La marée commence à refluer avec la Symphonie n°2, accueillie avec plus de respect que d’enthousiasme (vingt-sept exécutions au cours des trois premières années). Elle est pourtant supérieure à son aînée, sa cohésion étant assurée par le déferlement d’un irrésistible torrent émotionnel. La dédicace à la mémoire du roi Édouard VII en dit long : Elgar affiche dès le départ une allure martiale, plus patriote que nature, et une robuste truculence conforme aux canons de l’époque édouardienne ; ici l’artiste-patriote proclame sans réserve ce que signifie pour lui son pays, ses traditions et son roi. Falstaff (1913) est la dernière grande page symphonique. La narration minutieuse de quelques épisodes de la vie du personnage shakespearien repose sur un réseau de figurations descriptives presque littérales, comme chez Richard Strauss, le compositeur avec lequel Elgar offre le plus d’affinités stylistiques. L’oeuvre montre une secrète tendresse pour Falstaff dont elle souligne la profonde humanité et la sagesse sous ses rodomontades et sa hâblerie ­ de même que la pompe elgarienne sert de paravent à une émotion frémissante et inquiète.
L’automne d’une vie
Avec la guerre s’ouvrent les années sombres de la dernière période : à l’horreur du musicien pour le carnage s’ajoute sa mauvaise santé. Son patriotisme s’exprime dans des pages guerrières (Carillon, The Spirit of England). Ses quatre dernières oeuvres importantes (Sonate pour violon et piano, Quintette avec piano, Quatuor et Concerto pour violoncelle) montrent une concision, une intériorité et un sens de la construction en rupture avec la production antérieure. Leur réserve et leurs thèmes plus ternes déconcertent (le concerto reçoit un accueil désastreux). La mort d’Alice (1920) précipite le déclin : Elgar, livré à lui-même, se détourne de la composition au profit de ses hobbys (chimie, courses, promenades en voiture…) ou des voyages (Brésil). Nommé Maître de la musique du Roi, il écrit encore quelques oeuvres de circonstance (Marche n°5, 1930) et entreprend une Symphonie n°3. À partir de 1926 il enregistre ses oeuvres majeures pour HMV avec l’Orchestre symphonique de Londres. Début 1933, il s’envole pour Paris pour y diriger son Concerto de violon joué par Menuhin et rend visite à l’autre géant de la musique anglaise, Delius, à Grez-sur-Loing.
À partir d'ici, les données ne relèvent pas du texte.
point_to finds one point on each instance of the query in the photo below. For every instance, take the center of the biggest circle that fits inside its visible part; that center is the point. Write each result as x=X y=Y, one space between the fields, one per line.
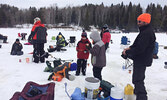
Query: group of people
x=141 y=51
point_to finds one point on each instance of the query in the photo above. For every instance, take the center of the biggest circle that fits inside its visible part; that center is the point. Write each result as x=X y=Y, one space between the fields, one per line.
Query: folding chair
x=72 y=41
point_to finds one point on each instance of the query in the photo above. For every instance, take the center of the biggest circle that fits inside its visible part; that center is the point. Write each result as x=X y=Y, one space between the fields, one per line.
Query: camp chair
x=34 y=91
x=72 y=41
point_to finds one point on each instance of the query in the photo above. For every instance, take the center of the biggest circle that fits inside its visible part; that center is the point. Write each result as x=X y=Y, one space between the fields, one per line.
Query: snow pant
x=81 y=64
x=38 y=53
x=97 y=72
x=138 y=81
x=106 y=46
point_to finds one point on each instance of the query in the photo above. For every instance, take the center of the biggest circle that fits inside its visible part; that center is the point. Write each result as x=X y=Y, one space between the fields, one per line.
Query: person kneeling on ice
x=16 y=48
x=62 y=71
x=61 y=42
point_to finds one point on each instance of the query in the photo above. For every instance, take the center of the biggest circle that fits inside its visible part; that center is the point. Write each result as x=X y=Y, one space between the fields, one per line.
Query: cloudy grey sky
x=63 y=3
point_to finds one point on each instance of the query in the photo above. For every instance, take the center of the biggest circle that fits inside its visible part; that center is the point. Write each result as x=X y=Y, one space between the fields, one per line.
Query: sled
x=34 y=91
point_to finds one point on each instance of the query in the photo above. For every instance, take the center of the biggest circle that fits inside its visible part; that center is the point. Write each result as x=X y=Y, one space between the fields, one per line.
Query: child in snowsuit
x=62 y=71
x=16 y=48
x=98 y=55
x=4 y=38
x=82 y=54
x=61 y=42
x=38 y=38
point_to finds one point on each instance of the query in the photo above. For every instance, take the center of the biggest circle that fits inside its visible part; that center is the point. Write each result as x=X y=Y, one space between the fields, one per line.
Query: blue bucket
x=116 y=93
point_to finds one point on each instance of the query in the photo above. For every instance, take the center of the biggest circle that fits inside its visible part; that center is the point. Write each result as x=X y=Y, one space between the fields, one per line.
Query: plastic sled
x=34 y=91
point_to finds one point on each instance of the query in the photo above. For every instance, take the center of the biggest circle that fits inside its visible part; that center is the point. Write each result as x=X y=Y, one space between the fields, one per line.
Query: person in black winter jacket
x=38 y=38
x=141 y=52
x=16 y=48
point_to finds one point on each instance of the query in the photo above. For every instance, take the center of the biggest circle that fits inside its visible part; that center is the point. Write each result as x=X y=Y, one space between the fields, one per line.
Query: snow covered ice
x=14 y=74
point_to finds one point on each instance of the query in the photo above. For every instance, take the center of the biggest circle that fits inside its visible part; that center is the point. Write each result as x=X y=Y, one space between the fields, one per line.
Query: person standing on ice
x=105 y=36
x=82 y=54
x=141 y=52
x=98 y=54
x=17 y=48
x=38 y=38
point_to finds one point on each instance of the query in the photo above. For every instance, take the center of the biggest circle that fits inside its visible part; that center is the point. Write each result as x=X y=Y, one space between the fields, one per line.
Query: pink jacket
x=106 y=37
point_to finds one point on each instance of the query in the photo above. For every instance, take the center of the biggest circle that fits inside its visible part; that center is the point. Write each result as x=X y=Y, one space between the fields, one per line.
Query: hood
x=95 y=36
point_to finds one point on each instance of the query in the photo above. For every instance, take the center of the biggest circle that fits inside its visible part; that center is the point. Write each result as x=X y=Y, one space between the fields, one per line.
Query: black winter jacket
x=141 y=51
x=16 y=47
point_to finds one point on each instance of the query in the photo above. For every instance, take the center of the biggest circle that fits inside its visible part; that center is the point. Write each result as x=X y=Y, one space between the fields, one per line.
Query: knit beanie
x=145 y=17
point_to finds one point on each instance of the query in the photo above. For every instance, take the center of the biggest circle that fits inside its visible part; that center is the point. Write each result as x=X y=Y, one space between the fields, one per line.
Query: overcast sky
x=64 y=3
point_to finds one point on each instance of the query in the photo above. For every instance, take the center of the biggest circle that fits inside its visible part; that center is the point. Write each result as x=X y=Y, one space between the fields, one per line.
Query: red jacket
x=106 y=37
x=82 y=52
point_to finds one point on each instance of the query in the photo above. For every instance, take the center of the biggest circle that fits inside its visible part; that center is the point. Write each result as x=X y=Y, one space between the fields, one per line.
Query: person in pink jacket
x=105 y=36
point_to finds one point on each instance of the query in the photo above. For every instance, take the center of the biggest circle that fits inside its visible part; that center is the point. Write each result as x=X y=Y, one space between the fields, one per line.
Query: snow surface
x=14 y=74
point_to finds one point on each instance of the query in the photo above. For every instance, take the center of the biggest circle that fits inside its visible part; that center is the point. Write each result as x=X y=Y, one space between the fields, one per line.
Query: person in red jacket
x=38 y=38
x=82 y=54
x=105 y=36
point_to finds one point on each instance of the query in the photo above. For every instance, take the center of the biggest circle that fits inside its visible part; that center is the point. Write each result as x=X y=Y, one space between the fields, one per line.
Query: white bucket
x=116 y=93
x=91 y=88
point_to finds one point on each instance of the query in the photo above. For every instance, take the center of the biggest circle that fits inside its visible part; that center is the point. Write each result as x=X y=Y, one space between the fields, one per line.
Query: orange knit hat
x=145 y=17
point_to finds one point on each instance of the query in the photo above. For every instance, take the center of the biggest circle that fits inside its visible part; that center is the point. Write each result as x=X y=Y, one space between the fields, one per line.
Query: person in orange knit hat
x=141 y=52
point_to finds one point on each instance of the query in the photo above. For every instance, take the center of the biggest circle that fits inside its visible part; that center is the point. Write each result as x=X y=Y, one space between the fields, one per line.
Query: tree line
x=116 y=16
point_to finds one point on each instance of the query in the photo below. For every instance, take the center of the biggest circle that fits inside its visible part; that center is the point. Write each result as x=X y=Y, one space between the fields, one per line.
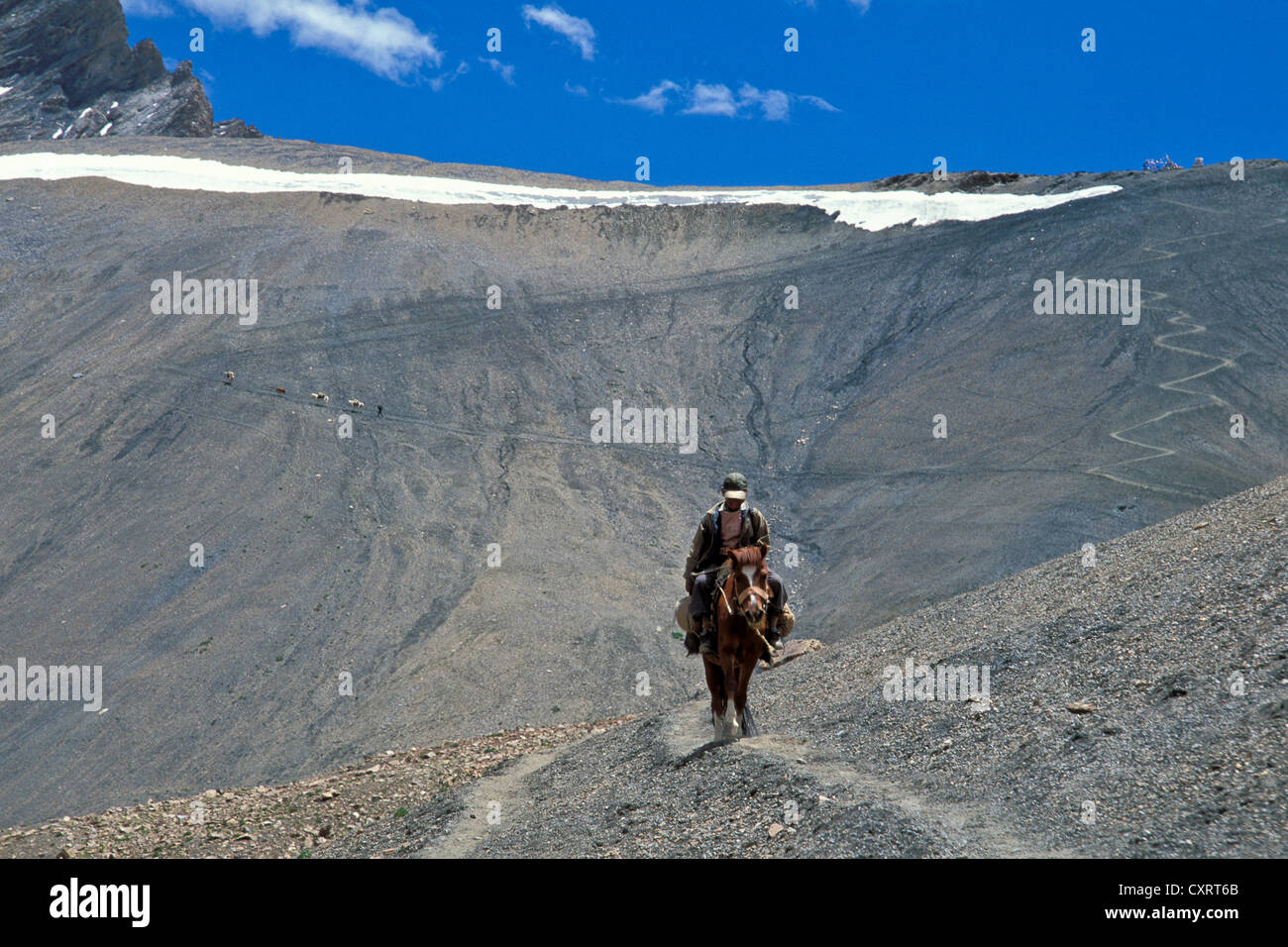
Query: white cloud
x=438 y=81
x=711 y=99
x=655 y=99
x=774 y=103
x=716 y=98
x=382 y=40
x=819 y=103
x=501 y=68
x=576 y=30
x=147 y=8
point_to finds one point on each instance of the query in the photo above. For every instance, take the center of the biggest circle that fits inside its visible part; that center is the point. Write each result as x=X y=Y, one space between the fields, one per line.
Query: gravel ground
x=1164 y=753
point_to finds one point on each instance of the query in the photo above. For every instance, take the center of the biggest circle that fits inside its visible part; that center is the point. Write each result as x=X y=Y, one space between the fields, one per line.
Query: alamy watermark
x=915 y=682
x=53 y=684
x=649 y=425
x=1087 y=298
x=179 y=296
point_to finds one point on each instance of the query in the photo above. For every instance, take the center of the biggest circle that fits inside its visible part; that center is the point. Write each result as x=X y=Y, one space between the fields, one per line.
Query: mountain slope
x=370 y=556
x=1177 y=639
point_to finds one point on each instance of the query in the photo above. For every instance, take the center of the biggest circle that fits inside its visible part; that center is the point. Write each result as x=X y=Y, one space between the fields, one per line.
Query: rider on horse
x=728 y=525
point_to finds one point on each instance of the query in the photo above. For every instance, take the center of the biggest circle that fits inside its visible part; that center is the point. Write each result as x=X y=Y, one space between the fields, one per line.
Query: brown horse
x=739 y=607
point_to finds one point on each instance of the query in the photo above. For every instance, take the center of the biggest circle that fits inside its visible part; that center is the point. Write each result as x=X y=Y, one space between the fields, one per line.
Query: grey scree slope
x=368 y=556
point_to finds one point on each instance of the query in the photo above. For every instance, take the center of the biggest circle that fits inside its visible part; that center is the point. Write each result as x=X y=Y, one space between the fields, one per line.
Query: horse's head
x=748 y=582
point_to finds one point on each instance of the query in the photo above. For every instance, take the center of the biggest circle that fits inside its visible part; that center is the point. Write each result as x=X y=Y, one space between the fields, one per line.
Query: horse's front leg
x=730 y=715
x=715 y=684
x=746 y=668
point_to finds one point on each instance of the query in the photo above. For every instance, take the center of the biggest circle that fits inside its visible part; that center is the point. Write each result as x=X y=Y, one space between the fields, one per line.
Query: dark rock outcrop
x=69 y=72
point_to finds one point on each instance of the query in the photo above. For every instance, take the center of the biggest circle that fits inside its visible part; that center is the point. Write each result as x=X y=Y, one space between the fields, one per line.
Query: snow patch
x=870 y=210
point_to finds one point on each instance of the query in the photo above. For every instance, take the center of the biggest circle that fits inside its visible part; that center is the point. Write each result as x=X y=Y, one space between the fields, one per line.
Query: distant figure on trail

Rongé par le cancer, il meurt le 23 février 1934.
Dérivé de Berlioz, Schumann, Liszt et Wagner, son langage est cependant très personnel, notamment sur le plan de l’orchestration, colorée et d’une étincelante virtuosité. Visant la grandeur, il n’atteint souvent que la grandiloquence, mais avec une telle intensité d’émotion que cela prend au coeur (Symphonie n°1). En cette sincérité réside la force de son message : qu’il s’agisse d’exprimer les transports de la religion, les aspirations communes de tout un peuple ou l’esprit de son époque, Elgar n’a pas son pareil. En son oeuvre se mêlent foi chrétienne, compassion, noble dignité, amour de son pays et intense sentiment de nature, le tout exprimé en un langage d’une technique aussi personnelle qu’éblouissante : un message de chaleureux réconfort qui acquiert une actualité toute particulière en nos temps d’inquiétude et de ténèbres.